In the production, which runs through Feb. 12 at Overture’s Playhouse, we meet elderly neighbors Tony Reilly (James Pickering) and Aoife Muldoon (Carrie Hitchcock) on the day of Aoife’s husband’s funeral in rural Ireland. The two families respect each other, but they also harbor a grudge over a disputed plot of land.
Tony and Aoife’s middle-aged children, Anthony Reilly (David Daniel) and Rosemary Muldoon (Clare Arena Haden) are at the center of the drama. They are still single and living on their respective family farms, and their parents fret over them as if they were still schoolchildren. From the get-go, the audience can see that Anthony and Rosemary are frenemies with romantic potential.
Daniel offers a breathtaking performance as Anthony. The actor gets every detail of his character right, down to slight facial movements and a dead-on accent. It’s clear Anthony is uncomfortable around people as he fidgets, hands permanently stuffed into his pockets. He’s scruffy and cute, an Irish Ethan Hawke.
Wild-haired Rosemary is intense and angry. Haden captures the feisty energy of her character well, but I wanted a bit more complexity earlier in the show to better understand where her emotion was coming from. In the final moments of the play Rosemary softens, and we understand who she is.
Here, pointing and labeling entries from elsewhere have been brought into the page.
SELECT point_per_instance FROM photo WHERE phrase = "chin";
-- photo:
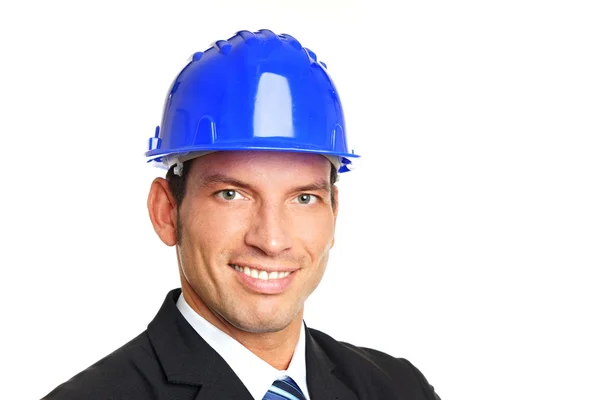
(267, 323)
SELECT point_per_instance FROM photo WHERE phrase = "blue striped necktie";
(284, 389)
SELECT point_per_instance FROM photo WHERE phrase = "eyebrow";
(320, 185)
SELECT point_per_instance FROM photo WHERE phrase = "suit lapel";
(322, 381)
(187, 359)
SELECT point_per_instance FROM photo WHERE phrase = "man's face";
(256, 229)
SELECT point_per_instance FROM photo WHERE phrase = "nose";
(270, 230)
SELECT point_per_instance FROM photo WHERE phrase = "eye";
(229, 194)
(306, 198)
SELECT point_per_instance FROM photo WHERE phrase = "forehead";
(258, 165)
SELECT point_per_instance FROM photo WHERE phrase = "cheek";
(315, 230)
(214, 230)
John Patrick Shanley’s script is finely done and full of poetry, but at times it feels like a caricature of rural Irish life, with sentimental references to drinking, fighting and Irish pride. The play is set in 2008, but Tony wears a fisherman’s sweater and captain’s hat and Aofie looks like she stepped out of Dancing at Lughnasa in her long skirt and shawl.
Coming from Shanley, an award-winning American playwright, this idealization of Ireland makes sense. Shanley, now 66, first visited his father’s Irish homestead at age 42. He fell in love with it, calling it his “Atlantis.” The landscape here is not one of reality, but one of memory and dream.
Chris Dunham’s set is lovely: a rocky crag and a floor made of a hodgepodge of planks and linoleum surrounded by a wide moat of spongy moss. There aren’t any props. Characters refer to invisible items, but don’t pantomime actions. At first it feels strange when a character talks about drinking tea with his hands at his side, but it ultimately proves to be a larger statement by director Tyler Marchant. Pay attention to the people, the words. The things don’t matter much.
“Maybe the quiet around the thing is as important as the thing itself,” Anthony muses toward the end of Outside Mullingar. That line embodies the play. It’s a love story, sure. A family story, a story about life and death. But the story and the characters thrive in liminal spaces: the long spaces between dying and death, the years that pass before two people fall in love.
I don’t think I am spoiling anything by letting you know that Anthony and Rosemary fall in love. There’s a happy ending. And a quirky twist. But just like life, Outside Mullingar isn’t about the ending; it’s about all the things that happen along the way.